In un clima di scoramento collettivo per le vicissitudini che stanno ormai disfacendo la passione di chi ancora ama vedere le partite senza alcuna mediazione televisiva, c’è da sottolineare la disorganizzazione del Livorno calcio. Come ogni domenica le file ai botteghini sembrano interminabili e per fare un biglietto le operazioni risultano sempre fin troppo macchinose. Probabilmente sono da ritenersi insufficienti gli addetti alla vendita perché è dall’inizio dell’anno che vengono segnalate code e disservizi. La divisione dei settori attraverso le cancellate rende poi molto difficoltoso il collegamento tra lebiglietterie e le curve.
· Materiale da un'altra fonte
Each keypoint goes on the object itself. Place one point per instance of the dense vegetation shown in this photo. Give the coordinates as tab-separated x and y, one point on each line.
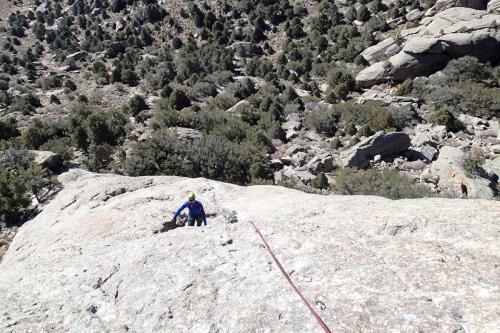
232	72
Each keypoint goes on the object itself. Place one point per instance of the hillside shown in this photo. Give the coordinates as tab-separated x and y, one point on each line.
258	92
90	261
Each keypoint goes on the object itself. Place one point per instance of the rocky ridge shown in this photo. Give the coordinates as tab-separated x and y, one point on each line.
451	33
90	261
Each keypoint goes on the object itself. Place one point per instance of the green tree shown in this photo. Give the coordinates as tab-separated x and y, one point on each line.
136	104
363	14
14	196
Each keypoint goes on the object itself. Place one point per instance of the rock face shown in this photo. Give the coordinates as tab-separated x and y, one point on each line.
449	167
91	262
380	143
76	56
445	4
493	6
452	33
47	159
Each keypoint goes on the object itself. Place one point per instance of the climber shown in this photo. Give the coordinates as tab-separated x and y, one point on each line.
196	211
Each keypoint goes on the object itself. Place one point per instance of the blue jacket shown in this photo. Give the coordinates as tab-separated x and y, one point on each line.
195	210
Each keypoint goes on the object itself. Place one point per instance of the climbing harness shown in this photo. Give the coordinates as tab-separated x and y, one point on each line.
306	302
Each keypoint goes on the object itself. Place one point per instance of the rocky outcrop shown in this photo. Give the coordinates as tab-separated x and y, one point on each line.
91	262
76	56
47	159
493	6
386	48
380	143
449	167
445	4
452	33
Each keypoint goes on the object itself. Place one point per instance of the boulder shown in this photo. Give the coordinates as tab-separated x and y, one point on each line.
417	165
449	166
76	56
387	48
492	167
313	136
299	159
428	152
320	163
452	33
445	4
428	177
116	47
94	260
42	9
289	173
378	144
276	164
428	135
493	6
47	159
414	15
294	149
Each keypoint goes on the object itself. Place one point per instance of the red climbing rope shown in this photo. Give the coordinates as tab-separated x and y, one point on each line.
306	302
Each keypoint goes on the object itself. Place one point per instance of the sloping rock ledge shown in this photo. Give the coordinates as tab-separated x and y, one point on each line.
90	261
C’è poi un’altra domanda che i tifosi livornesi si fanno da tempo, e verso la quale ci auguriamo che il Livorno calcio non stia in silenzio. Perché pagare i costi di prevendita anche presso i rivenditori dello stadio, prima (e durante) la partita? E’ un’osservazione che ci hanno riportato in molti, decisamente delusi da questa scelta della società. Già i costi dei
biglietti sono decisamente alti, considerando che la curva, settore popolare per tradizione, costa oggi 18 euro più la prevendita.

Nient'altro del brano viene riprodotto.